NATURAL is a business-oriented programming language designed for mainframe and enterprise application development. It emphasizes English-like syntax (PERFORM, MOVE, COMPUTE, IF, REPEAT) that makes programs readable even to non-programmers. NATURAL applications typically run on IBM mainframes or Unix/Linux systems with the Natural runtime. It's particularly strong for data manipulation and reporting, reflecting its origins in the era when business data processing was the primary computing workload.
NATURAL was developed by Software AG in the 1970s as part of the Natural application development system. The language remains popular in large enterprises, particularly in financial services and insurance, where existing NATURAL codebases are critical to operations. New development in NATURAL is rare in modern organizations, but maintenance and modernization of legacy systems is a constant demand.
Key characteristics: NATURAL is procedural and statically typed. Programs are organized into modules with clear data definitions and structured control flow. The language integrates tightly with databases (particularly ADABAS, Software AG's database), reducing boilerplate. Performance is strong for business logic and reporting because the language and runtime are optimized for those workloads.
The NATURAL ecosystem is shrinking but stable. New NATURAL code is rare; maintenance and legacy system modernization dominate hiring. IBM and Software AG continue to support the language, and enterprises are investing in gradual migration paths (wrapping NATURAL code with modern APIs, modernizing the business logic layer) rather than big rewrites. This means NATURAL developers are increasingly valuable because supply is falling while demand remains.

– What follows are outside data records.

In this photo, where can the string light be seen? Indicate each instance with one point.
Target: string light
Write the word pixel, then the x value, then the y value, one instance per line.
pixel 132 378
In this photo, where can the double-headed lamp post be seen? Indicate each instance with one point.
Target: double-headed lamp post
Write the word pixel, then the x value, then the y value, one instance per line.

Hire a NATURAL developer when you have legacy mainframe systems written in NATURAL that require maintenance, debugging, or features. Common scenarios: maintaining banking systems, insurance platforms, or large ERP deployments; adding features to legacy NATURAL applications; fixing bugs in production systems; or modernizing NATURAL code to expose via APIs to modern applications.
NATURAL is not suitable for new development. Modern languages and frameworks are better for new business applications. However, for organizations with billions of dollars in NATURAL-based production systems, hiring NATURAL developers is not optional.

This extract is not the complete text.